[pmwiki-users] Google local site search

Tue Dec 27 18:05:33 CST 2005

On Wed, Dec 28, 2005 at 12:51:21AM +0100, Joachim Durchholz wrote:
> >
> >Newer versions of PmWiki (since 2.1.beta8) automatically return 
> >"403 Forbidden" errors to robots for any action other than 
> >?action=browse, ?action=rss, or ?action=dc.
> 
> Um... AFAIK Google punishes sites that are "polymorphic" when crawled by 
> Google. (Dunno how they find out - maybe they send a crawler that looks 
> just like a normal browser and samples some of the pages.
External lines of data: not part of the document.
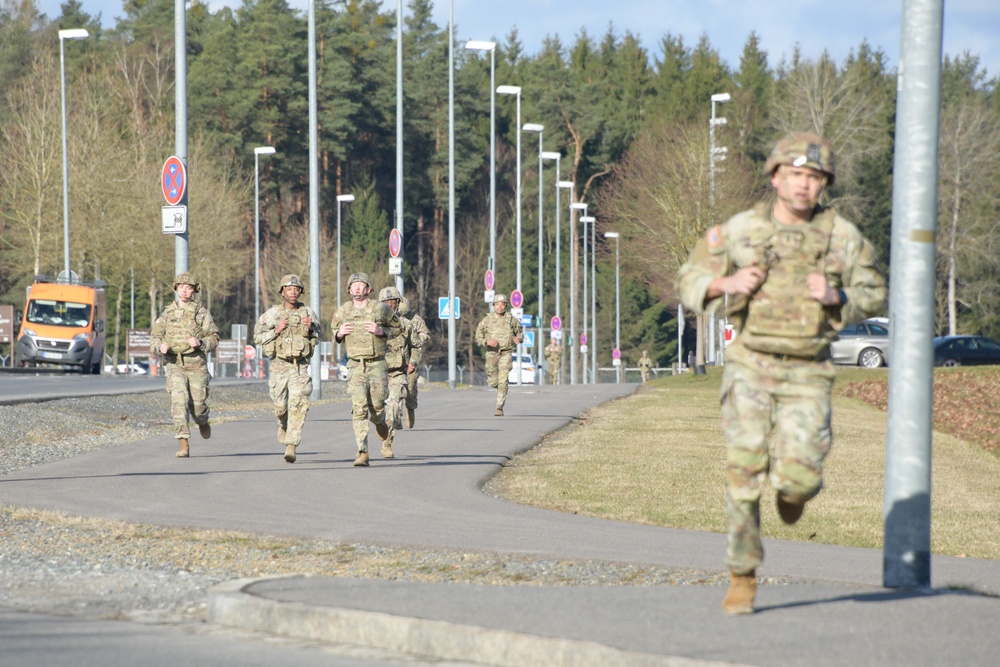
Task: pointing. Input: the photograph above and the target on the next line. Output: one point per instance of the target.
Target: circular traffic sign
(395, 242)
(173, 180)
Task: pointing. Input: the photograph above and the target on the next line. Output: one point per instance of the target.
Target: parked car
(863, 344)
(965, 351)
(527, 369)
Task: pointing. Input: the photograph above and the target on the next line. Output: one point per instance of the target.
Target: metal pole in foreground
(907, 552)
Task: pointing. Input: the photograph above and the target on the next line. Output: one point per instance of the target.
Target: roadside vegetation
(658, 458)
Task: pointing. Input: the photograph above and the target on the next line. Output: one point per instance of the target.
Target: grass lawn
(658, 457)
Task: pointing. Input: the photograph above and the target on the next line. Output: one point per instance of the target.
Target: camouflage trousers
(784, 404)
(398, 394)
(290, 387)
(498, 365)
(187, 384)
(368, 385)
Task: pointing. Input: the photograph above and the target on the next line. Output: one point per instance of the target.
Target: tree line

Might be just 
> a rumor, but then I'm generally shy of doing pages differently depending 
> on who visits it - what if there's a bug in the code that does the 
> polymorphism? I'll never find out.)

I've done a bit of research on this, and according to several experts
only sites that present egregiously different content are punished for
polymorphism.  Supposedly minor changes to link targets to strip off
things like query parameters aren't supposed to be punished.
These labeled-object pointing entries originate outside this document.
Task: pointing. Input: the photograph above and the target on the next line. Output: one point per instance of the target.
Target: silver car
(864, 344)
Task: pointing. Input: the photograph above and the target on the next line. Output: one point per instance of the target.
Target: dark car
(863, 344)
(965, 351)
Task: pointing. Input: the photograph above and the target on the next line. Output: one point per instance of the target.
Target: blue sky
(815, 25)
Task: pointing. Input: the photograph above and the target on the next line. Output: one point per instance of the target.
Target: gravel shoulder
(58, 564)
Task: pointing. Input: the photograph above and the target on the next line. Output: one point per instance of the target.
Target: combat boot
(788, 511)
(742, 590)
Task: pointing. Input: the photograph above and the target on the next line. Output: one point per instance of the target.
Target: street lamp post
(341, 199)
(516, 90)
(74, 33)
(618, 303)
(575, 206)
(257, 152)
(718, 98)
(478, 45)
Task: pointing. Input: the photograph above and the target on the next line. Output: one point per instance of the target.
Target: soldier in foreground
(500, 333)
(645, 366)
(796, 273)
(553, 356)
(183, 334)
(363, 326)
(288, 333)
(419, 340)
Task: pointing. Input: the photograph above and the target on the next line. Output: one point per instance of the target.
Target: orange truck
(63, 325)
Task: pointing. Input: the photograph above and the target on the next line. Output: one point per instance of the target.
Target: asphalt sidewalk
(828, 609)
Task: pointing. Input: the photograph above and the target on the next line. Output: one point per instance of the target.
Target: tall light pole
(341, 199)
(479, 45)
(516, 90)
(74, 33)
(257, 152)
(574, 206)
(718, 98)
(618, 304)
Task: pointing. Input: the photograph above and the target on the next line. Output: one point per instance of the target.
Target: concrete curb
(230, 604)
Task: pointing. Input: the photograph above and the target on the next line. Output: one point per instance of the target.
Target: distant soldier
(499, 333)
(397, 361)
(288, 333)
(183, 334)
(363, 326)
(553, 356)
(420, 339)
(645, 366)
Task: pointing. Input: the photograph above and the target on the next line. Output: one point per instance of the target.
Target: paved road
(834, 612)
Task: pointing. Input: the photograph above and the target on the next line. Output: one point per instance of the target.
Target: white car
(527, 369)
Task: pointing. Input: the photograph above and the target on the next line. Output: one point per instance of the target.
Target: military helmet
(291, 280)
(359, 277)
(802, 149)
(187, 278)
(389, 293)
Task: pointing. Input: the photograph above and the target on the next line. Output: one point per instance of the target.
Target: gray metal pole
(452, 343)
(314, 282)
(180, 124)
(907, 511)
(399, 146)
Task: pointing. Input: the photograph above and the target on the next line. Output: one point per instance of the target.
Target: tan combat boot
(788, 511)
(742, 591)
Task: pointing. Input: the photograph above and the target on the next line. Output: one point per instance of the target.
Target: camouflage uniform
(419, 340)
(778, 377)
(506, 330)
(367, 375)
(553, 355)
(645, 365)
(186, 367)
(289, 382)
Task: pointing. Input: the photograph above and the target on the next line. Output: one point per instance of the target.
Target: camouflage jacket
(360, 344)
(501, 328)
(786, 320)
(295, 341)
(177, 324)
> It might be a better idea to mark the ?action=edit etc. links as "don't 
> follow by spiders". I.e.
>   <a href="...?action=edit" rel="nofollow">...</a>

1.  PmWiki determines what to strip based on $ScriptUrl -- in many cases
    it doesn't have the full <a href='...'>...</a> tag immediately
    available in order to add rel="nofollow" to it.  And some <a> tags
    already have a rel= attribute.

2.  I'm not convinced that adding rel="nofollow" means that the
    robot won't follow the link.  According to 
    http://googleblog.blogspot.com/2005/01/preventing-comment-spam.html
    and http://microformats.org/wiki/relnofollow, the rel="nofollow"
    attribute simply means that the search engine shouldn't give the
    link any credit when ranking sites in search results.  It doesn't
    mean that the robot doesn't follow the link.

    Google does say at http://www.google.com/webmasters/bot.html
    that placing rel="nofollow" will cause Googlebot to not follow
    the link, but that doesn't mean that other robots have to follow suit.

> >In addition, if $EnableRobotCloakActions is set, then any ?action=
> >parameters are removed from page links when viewed by a robot,
> >so that those robots won't blindly follow links to unimportant
> >pages.
> 
> How does PmWiki find out it's being accessed by a robot?

It just does a simple pattern match against the User-Agent HTTP header.  
The point of robots.php isn't to absolutely detect and control every 
possible robot, it's just to detect and manage the most popular ones
and reduce the load on the site.

Pm